3 Crazy ideas for giving everyone in the world access to the Internet

It was fantastic to hear Mark announce his ambition to accelerate universal access to the internet. I strongly agree with this goal and wanted to suggest some admittedly crazy ideas for the effort. We’ve all got to dream very big to help realize this goal and hope others will share their ideas.

As context, there is a huge disparity in Internet access between developed and emerging countries. In the U.S., 81% of the population has Internet access, and in Europe, it’s 75%.  However in Asia, where there are more than 4 billion people, only 32% have Internet access, and Africa, where there are a billion people, only 16% have access.
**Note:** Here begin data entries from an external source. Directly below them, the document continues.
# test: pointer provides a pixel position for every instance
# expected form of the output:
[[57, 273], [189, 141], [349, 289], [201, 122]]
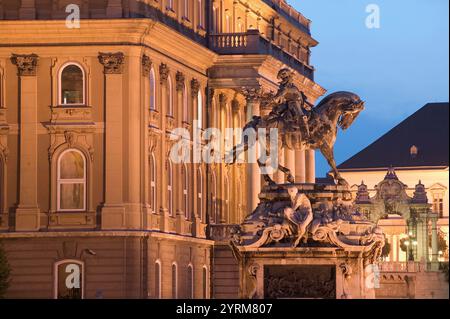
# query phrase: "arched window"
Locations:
[[200, 110], [158, 279], [214, 208], [2, 189], [185, 105], [227, 200], [205, 282], [170, 4], [174, 281], [186, 9], [190, 282], [200, 193], [152, 90], [72, 85], [170, 187], [200, 13], [152, 188], [71, 181], [185, 177], [169, 97], [69, 279]]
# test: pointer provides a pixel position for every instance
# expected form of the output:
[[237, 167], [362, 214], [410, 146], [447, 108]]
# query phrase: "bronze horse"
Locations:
[[338, 109]]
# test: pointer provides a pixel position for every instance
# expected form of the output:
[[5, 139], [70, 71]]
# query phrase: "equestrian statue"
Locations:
[[302, 126]]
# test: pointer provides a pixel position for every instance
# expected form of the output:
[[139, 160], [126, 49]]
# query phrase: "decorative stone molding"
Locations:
[[146, 65], [180, 79], [26, 64], [195, 87], [112, 62], [163, 73]]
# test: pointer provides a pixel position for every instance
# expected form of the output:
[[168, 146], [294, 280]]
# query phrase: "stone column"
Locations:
[[132, 136], [27, 212], [113, 210], [280, 177], [27, 10], [434, 238], [310, 166], [253, 174], [289, 160], [300, 166]]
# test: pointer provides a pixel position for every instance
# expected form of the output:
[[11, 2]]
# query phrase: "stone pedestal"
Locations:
[[307, 241], [304, 273]]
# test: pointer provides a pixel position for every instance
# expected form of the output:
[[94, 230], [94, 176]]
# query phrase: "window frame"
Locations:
[[70, 181], [174, 284], [152, 182], [170, 188], [60, 72], [152, 90], [158, 292]]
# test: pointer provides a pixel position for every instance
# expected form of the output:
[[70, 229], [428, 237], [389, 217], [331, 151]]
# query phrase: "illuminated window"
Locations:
[[185, 105], [227, 199], [438, 204], [152, 90], [69, 279], [72, 85], [152, 169], [215, 211], [158, 279], [186, 9], [200, 13], [200, 193], [174, 281], [71, 181], [190, 282], [185, 176], [205, 282], [170, 187], [170, 4], [169, 97], [200, 110]]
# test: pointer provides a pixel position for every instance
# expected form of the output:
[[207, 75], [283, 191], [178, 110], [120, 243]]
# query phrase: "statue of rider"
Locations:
[[291, 105]]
There is no country in the world that provides its citizens with universal free access, which I strongly believe would increase quality of life for all residents and skyrocket a country’s GDP over a relatively short time (back of envelop estimate would be within two generations).

How we provide access is the big question. The recent formation of Internet.org by Facebook, Ericsson, MediaTek, Nokia, Opera, Qualcomm and Samsung is a good start, and they laid out some lofty goals: decreasing the cost, increasing network efficiency and developing new business models. But they were short on specifics, because this is a very tough challenge within a complex ecosystem. These aren’t the only players making an effort – Google, which is not part of the coalition, is working on several different initiatives to provide free access, including unorthodox ideas like Project Loon, and there are other global initiatives such as those being spearheaded by The Internet Society.
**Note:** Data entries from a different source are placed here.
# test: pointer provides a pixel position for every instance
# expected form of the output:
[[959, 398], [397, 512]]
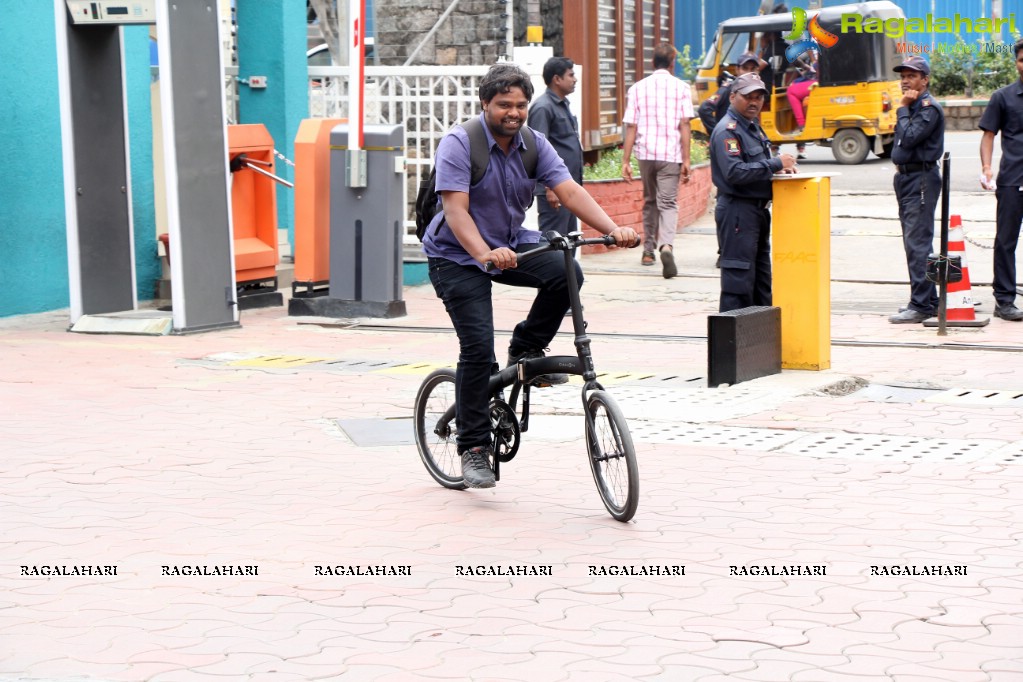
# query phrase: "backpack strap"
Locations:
[[479, 152]]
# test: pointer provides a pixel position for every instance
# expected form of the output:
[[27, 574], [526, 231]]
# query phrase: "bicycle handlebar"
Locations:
[[558, 241]]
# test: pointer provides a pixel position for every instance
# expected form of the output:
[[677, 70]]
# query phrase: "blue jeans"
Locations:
[[465, 291], [1007, 235]]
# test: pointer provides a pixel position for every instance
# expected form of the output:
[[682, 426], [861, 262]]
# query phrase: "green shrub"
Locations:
[[610, 166]]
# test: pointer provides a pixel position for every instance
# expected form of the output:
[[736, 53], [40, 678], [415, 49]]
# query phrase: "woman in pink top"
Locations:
[[799, 90]]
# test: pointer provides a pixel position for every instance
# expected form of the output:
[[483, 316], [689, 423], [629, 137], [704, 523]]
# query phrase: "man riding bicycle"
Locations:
[[482, 224]]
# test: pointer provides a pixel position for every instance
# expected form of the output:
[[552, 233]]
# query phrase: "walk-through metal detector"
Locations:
[[97, 175]]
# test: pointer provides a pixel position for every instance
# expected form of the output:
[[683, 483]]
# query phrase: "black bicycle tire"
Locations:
[[621, 510], [428, 442]]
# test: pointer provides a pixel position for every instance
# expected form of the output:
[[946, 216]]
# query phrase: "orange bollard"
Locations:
[[312, 205]]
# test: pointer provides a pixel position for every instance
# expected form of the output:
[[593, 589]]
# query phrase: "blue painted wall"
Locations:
[[33, 245], [33, 235], [272, 43], [696, 20]]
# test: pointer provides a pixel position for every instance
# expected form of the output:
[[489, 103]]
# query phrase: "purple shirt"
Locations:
[[498, 202]]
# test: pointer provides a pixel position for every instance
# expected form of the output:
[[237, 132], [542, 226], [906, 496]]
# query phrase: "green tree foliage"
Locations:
[[972, 70]]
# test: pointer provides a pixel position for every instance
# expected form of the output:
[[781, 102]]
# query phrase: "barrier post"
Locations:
[[801, 268]]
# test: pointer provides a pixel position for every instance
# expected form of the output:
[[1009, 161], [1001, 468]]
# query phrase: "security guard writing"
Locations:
[[741, 169]]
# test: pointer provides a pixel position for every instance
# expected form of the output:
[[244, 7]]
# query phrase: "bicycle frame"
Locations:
[[611, 452], [518, 376]]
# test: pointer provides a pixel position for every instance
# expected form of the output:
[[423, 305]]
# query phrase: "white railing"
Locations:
[[426, 100]]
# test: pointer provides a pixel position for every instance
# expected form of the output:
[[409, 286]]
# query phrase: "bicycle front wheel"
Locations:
[[612, 456], [435, 428]]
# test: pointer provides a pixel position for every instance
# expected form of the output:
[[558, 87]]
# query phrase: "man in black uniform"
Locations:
[[1005, 115], [741, 169], [920, 135], [714, 107], [550, 115]]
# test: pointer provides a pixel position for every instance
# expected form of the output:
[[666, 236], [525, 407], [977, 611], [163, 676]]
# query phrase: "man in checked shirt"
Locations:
[[657, 125]]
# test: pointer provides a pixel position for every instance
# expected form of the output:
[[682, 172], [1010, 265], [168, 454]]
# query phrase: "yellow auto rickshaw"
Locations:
[[851, 108]]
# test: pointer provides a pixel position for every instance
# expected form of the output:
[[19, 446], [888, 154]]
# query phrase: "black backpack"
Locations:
[[428, 202]]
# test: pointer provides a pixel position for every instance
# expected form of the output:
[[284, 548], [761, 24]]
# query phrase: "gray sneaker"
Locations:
[[476, 466], [668, 268], [1010, 312]]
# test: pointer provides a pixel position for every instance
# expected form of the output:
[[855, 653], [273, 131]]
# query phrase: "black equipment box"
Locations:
[[744, 345]]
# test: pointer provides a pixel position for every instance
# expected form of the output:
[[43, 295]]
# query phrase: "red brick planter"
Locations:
[[622, 200]]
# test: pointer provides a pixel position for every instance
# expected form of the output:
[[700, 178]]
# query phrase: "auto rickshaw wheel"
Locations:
[[850, 146]]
Here are my top ideas for addressing each area internet.org has enumerated as key levers to universal internet access:

Affordability

Fund free access by charging carriers royalties for the most popular apps. Right now, people buy devices and service, to get access to great apps. Amazingly, the carriers pay nothing for apps (and in fact sometimes get paid!), despite the fact that without apps, there is limited value in paying for internet access. Compare this to the basic cable TV model in the U.S., where users buy the hardware and service, but the cable carrier pays for access to the channels (whose parent media companies also make money off of advertising without sharing it to the cable companies).

Let’s extend the Cable TV model to the mobile app ecosystem. If any of the massive top apps were to pull out of the app store and require the carriers to license their apps to provide access for their subscribers, we would see a massive shift in value capture.  Concretely, imagine if each carrier had to pay something on the order of a $1-3 per user per month to preload apps like Facebook, Google Maps, Instagram and Gmail. Of course the software companies would be tempted to pocket the money, but I think their long-term interests could bend their short-term incentives to ensure they used the funds to enable affordable universal access. Worse case scenario is they could be taxed for profiting off of national resource of wireless spectrum.  Think about the economics: Facebook and Google each currently have about one billion mobile users. At $1 a month per user, that’s at least $24 billion dollars a year for subsidized access right there.
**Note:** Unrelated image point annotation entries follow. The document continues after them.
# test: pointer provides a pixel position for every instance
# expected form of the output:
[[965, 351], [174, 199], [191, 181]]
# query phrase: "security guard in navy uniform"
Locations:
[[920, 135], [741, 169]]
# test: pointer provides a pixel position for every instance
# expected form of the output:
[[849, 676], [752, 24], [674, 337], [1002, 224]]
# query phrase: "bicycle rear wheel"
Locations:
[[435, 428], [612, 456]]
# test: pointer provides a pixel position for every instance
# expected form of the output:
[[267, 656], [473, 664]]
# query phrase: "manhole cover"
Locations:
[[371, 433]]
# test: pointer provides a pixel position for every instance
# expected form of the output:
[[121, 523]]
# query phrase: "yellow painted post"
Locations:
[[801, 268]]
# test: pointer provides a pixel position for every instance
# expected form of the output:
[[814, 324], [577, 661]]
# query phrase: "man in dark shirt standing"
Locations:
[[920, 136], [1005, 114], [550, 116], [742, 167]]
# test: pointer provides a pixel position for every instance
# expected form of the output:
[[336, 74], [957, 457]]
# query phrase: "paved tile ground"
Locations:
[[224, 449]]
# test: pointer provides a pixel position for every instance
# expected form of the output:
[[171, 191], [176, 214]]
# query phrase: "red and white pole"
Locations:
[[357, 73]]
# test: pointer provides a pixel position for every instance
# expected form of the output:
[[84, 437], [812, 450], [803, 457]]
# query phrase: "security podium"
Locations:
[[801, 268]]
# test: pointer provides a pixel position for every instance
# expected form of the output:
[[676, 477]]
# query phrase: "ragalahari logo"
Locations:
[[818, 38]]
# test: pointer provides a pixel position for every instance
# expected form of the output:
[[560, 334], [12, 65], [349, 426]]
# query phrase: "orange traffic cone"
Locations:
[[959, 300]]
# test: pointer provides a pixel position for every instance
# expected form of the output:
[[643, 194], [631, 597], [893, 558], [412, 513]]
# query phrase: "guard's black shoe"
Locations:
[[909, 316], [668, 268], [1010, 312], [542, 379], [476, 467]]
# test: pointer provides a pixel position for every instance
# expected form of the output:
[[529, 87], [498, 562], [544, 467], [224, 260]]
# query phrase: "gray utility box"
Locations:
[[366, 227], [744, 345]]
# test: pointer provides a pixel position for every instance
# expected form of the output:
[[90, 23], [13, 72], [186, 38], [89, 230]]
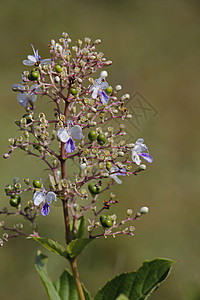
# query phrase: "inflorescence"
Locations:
[[77, 129]]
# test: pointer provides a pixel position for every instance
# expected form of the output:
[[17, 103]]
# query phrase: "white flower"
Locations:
[[66, 135], [138, 150], [97, 88], [115, 171]]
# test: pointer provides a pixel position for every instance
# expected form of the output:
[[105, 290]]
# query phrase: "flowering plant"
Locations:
[[77, 130]]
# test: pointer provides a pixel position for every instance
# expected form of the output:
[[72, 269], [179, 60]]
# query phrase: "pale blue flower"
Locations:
[[35, 59], [138, 150], [115, 171], [26, 96], [45, 198], [97, 88], [66, 135]]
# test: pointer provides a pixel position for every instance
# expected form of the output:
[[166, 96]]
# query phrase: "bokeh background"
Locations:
[[155, 47]]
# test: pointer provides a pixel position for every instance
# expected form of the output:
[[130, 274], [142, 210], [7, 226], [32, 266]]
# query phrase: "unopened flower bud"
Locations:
[[118, 88], [5, 236], [6, 155], [142, 167], [129, 212], [27, 180], [65, 35], [108, 63], [89, 228], [104, 74], [144, 210], [57, 79], [97, 42], [18, 186], [11, 141], [52, 42], [79, 43]]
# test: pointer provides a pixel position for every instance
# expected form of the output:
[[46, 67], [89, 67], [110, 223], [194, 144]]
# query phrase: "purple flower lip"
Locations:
[[66, 135]]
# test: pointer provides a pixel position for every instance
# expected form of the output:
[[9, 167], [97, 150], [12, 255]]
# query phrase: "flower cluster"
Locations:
[[76, 130]]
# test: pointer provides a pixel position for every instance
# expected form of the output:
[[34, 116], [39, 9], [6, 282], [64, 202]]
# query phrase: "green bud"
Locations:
[[101, 139], [106, 221], [15, 200], [92, 135], [109, 90]]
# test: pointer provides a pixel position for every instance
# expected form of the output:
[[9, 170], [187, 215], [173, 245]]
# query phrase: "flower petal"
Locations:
[[116, 179], [32, 97], [104, 97], [38, 198], [135, 157], [28, 62], [103, 85], [18, 86], [70, 147], [95, 93], [139, 141], [45, 209], [147, 157], [63, 135], [50, 196], [32, 58], [46, 61], [23, 99], [76, 132]]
Why would the carriers agree to pay? Imagine if you could not use the Facebook apps on AT&T or the Google apps on Verizon but could use both on Sprint. Users would still be able to use mobile web versions (which, by the way, are the most popular versions), but the carriers would have little choice if any major mobile app company implemented this strategy. Once one did, all of them would be able to do it because apps & OTT services are now driving customer subscription revenue and where differentiation (or lack thereof) is most impactful.

Efficiency

We could improve utilization of existing and future network infrastructure by changing the way data moves across the network. Today, the primary data transmission protocol (TCP/IP) finds a path on the network, then push bits through that path as fast as it can until the transmission is completed. Often the path that was found gets overused, or congested in network terms, and thus the transmission has to be slowed down. And just like highway traffic patterns, there are times of day and certain geographic corridors where everything crawls along. This is a big reason why it’s still hard to send huge files (on the relatively small order of a terabyte) in a timely way. Network congestion makes it impractical.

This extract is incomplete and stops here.